Berapa pun kuota yang diberikan, tetap saja visanya harus diurus, penerbangan dan pemondokan harus di-booking, dan pesertanya harus divaksin. Itu tak bisa mendadak. Tidak bisa juga dibatalkan begitu saja jika sudah ada kontrak dan uang muka dibayarkan.
Tulisan ini tak ingin menambah panas polemik, tetapi memanfaatkan waktu "reses" ini untuk melihat ritual haji dari perspektif berbeda. Sekiranya haji dipandang sekadar rutinitas ritual, niscaya jutaan alumnus Tanah Suci hanya menghamburkan devisa negara.

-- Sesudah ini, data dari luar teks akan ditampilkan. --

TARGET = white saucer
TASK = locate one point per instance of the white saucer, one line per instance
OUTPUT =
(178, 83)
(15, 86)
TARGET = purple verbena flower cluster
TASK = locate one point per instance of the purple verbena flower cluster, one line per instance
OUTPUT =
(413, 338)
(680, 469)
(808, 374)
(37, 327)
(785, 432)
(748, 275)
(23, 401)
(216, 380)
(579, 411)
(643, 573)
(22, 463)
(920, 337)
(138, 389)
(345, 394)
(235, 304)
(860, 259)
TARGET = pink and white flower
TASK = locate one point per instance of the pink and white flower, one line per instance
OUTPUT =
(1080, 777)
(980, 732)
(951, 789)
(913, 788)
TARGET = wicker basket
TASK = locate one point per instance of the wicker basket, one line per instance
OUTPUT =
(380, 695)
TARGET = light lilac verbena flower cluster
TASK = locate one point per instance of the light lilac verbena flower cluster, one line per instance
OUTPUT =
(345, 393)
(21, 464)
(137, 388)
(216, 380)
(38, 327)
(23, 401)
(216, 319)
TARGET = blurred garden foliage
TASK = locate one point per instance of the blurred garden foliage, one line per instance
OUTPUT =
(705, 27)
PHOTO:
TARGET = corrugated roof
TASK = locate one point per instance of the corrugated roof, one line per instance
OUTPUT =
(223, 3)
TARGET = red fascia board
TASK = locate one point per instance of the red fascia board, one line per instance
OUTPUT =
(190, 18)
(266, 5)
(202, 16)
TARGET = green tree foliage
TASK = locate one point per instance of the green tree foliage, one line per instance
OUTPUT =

Tulisan ini mencoba untuk menguraikan secara singkat, bagaimana mendapatkan haji yang mengubah masyarakat dari yang bodoh ke yang cerdas, dari masyarakat tertindas ke merdeka, dari masyarakat jahiliyah ke Islami, tanpa menafikan pluralitas di dalamnya.
Haji memiliki lima ritual inti: ihram, thawaf, sa'i, wukuf, dan melempar jumrah. Ihram adalah simbol penyucian diri. Sungguh manusia diciptakan dalam keadaan sama dan mulia. Karena Allah al 'Adl (Mahaadil), maka manusia cenderung suka diperlakukan adil.
Karena Allah al-'Alim (Maha Berilmu), maka manusia cenderung suka pada ilmu baru. Dan karena Allah ar Rahman (Maha Penyayang), maka manusia suka disayang. Namun, di dunia dijumpai manusia yang curang, malas belajar, dan kejam terhadap sesama.
Ini terjadi karena fitrah diri mereka tertutup kesombongan, kerakusan, kedengkian, atau kemalasan. Dari noda-noda inilah hati harus "diihramkan". Hati yang telah "ihram" lebih mudah menerima hidayah sehingga potensi diri manusia bisa dibangkitkan.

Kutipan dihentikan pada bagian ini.